This is Martyrs’ Day in Bangladesh. It is International Mother Language Day worldwide. In A.D. 2000, UNESCO declared Bangladesh’s holiday worth celebrating. The story behind this celebration is filled with sorrow and glory.
In 1947, when Bangladesh was partitioned from India and became the eastern portion of Pakistan, West Pakistan controlled all aspects of the new country. Schools were required to teach in the language of West Pakistan. Bengalis saw this as a scheme against their ethnicity and culture. In 1952, students in Dhaka city protested that Urdu should not be the sole official language of Pakistan. Though the students walked in peaceful procession, police fired on the demonstrators, killing students and onlookers.

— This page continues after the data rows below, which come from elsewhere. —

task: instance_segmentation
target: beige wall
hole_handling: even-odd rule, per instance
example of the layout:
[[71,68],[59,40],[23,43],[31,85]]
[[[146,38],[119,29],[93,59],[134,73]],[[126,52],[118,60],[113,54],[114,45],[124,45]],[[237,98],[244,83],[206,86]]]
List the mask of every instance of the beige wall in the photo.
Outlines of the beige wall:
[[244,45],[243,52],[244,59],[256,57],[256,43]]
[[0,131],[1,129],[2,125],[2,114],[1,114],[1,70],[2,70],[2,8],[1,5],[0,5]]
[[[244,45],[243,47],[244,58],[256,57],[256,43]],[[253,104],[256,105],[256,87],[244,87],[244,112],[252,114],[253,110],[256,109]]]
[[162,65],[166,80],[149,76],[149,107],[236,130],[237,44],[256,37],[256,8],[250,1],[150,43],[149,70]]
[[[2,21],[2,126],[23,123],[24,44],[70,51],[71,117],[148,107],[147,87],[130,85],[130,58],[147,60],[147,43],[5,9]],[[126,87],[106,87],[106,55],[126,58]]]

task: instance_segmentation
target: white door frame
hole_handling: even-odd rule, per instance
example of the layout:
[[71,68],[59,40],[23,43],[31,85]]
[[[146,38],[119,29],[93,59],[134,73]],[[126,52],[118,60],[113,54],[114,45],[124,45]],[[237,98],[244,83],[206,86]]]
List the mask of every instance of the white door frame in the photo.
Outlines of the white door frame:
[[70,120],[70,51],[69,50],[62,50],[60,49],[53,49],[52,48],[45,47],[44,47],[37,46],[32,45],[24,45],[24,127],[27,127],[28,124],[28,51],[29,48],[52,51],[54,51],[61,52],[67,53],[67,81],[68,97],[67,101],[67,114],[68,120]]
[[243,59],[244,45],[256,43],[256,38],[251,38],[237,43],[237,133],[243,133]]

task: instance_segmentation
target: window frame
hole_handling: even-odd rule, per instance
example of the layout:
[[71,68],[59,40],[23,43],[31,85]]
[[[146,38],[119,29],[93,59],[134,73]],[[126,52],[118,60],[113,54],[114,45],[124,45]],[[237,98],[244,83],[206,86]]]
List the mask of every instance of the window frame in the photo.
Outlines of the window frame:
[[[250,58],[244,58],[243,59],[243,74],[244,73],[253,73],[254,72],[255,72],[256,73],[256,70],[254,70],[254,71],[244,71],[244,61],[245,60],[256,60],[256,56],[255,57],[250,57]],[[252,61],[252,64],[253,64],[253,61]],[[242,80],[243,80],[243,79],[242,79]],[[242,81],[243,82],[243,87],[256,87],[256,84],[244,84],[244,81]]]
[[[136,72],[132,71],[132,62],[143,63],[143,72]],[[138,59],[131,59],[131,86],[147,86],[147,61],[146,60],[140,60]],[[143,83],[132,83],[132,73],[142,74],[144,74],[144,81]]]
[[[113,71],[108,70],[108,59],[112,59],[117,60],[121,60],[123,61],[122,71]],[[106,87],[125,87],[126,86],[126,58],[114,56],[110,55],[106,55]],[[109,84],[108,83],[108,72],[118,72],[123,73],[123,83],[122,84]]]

The Bengali people rose up in outrage. This Language Movement inspired Bengalis to struggle for independence, which they then received in 1971.
Now, each year on 21 February, we honor the courage of those martyrs who died for the privilege of using the Bangla language. The day is solemnly observed. We march barefooted with floral wreaths that we lay at martyrs’ memorials across Bangladesh or at the base of flagpoles. We may march in silence or we may sing, “How can I ever forget the 21st of February?” With month-long book fairs and poetry readings, Bangladeshis celebrate the Bangla language.
AOB’s Literature Division sets up bookstalls around the country and markets our wide range of books. It has published more than 300 titles in Bangla during the last 40 years.